The University Library has been conducting a multi-year project starting in 2011 to digitize every issue of the Daily Kent Stater from the fall of 1939 through the fall of 1989. Kent Summer News issues are also included from the 1940s, 1950s, 1960s, 1970s and 1980s.

The project has been funded by the Kent State University Libraries so that anyone, not just Kent State students, has access to the campus’ history for free.

Dean of University Libraries James Bracken has been helping with the archiving process. He said the University Library decided to digitally archive the school’s newspapers because it was a chance to restore the stories.

“The papers were printed on heavily acidic, cheap paper, and they are falling apart,” he said. “So putting it on a digital format makes it so that it’s preserved and it’s accessible.”

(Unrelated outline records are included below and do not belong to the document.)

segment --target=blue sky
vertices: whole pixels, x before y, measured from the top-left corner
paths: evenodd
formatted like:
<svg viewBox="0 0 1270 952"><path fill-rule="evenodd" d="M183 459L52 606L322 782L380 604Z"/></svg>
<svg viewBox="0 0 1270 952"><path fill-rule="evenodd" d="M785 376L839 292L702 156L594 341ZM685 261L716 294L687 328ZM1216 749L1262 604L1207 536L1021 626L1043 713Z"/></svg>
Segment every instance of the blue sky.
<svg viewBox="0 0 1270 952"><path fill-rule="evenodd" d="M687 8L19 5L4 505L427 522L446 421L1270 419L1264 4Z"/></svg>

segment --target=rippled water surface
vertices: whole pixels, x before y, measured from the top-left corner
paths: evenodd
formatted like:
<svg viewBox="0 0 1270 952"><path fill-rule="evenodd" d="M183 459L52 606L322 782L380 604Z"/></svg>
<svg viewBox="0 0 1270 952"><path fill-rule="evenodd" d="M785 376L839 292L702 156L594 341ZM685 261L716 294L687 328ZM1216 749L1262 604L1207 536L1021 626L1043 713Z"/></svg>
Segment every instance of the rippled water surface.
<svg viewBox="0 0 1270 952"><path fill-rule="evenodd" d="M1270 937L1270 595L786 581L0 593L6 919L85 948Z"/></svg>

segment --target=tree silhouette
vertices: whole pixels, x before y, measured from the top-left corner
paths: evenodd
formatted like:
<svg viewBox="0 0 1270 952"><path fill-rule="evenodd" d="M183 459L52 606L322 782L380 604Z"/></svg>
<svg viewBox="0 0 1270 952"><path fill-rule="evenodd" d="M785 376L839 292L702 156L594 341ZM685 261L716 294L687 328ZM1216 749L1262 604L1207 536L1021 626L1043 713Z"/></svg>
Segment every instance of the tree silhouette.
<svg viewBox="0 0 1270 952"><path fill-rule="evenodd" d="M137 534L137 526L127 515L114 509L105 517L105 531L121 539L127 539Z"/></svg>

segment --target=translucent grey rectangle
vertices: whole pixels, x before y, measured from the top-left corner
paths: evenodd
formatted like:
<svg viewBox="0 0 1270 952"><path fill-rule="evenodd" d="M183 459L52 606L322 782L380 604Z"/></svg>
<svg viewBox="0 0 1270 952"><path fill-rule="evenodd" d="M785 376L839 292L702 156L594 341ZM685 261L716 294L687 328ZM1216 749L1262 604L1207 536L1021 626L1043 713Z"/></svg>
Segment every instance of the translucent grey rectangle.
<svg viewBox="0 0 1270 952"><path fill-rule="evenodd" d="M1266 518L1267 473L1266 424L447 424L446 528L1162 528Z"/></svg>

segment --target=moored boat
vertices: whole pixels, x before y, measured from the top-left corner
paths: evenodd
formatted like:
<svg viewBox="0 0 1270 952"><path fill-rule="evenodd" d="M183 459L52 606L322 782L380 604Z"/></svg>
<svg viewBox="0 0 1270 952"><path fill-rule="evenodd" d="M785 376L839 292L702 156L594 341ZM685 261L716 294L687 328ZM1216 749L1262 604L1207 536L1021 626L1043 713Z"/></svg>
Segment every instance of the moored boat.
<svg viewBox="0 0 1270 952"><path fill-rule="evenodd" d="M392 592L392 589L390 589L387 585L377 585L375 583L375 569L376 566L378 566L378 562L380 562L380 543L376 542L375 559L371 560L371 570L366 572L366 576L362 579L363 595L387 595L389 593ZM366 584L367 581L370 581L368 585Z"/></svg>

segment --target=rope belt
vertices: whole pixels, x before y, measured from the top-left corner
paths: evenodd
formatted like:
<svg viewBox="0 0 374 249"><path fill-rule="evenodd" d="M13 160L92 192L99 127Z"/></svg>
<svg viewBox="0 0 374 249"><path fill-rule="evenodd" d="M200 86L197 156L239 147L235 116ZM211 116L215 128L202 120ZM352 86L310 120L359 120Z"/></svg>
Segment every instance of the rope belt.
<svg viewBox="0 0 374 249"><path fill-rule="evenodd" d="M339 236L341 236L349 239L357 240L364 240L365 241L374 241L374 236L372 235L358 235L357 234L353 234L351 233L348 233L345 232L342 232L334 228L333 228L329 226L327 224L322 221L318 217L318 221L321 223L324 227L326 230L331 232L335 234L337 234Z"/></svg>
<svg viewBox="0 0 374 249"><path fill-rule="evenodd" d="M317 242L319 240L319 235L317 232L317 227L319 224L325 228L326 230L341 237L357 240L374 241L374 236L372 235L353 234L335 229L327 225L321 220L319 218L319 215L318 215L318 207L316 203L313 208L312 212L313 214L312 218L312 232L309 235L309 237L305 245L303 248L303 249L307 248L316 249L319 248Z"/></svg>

Bracken also said the digitization of the newspapers is for alumni who visit Kent State for their graduation anniversary during homecoming.  

“When we finished the 1950s, the class of 1950 was coming back for their 50th anniversary and we wanted to catch that class and say ‘What did you do? Were you in the paper?’”

Not only are the archives used to restore the articles and attract alumni, but they are accessible for students to study past events such as May 4th.

“We digitized the decades of the 60s and the 70s first, so that students who were studying May 4th would have all the papers they would ever want to look at,” Bracken said.

After the 1960s and 1970s were digitized, the library started working on the other decades.

Senior fashion merchandising major Molly Hanlon said she thinks the digitization of the Stater is important in preserving Kent State’s history.

“This university has so much history to offer not only Kent students, but for anyone around the world,” she said. “The accessibility into the past should be absolutely taken advantage of.”

Hanlon agrees that using the archives for class research has increased the easiness in obtaining past information.

“Now students don’t have to walk to the special collections section in the library to get what they want,” she said. “Whatever we need is at our fingertips, which saves time.”

Bracken said that every school should digitize their newspapers.

“Wouldn’t it be cool to see big college towns around Ohio and say ‘What did it look like?’ We need to do this because it’s (Kent’s history) and we can make it available to anyone around the world,” he said.

The Stater archives are accessible for free at the University Libraries website on the “Daily Kent Stater Digital Archive” page.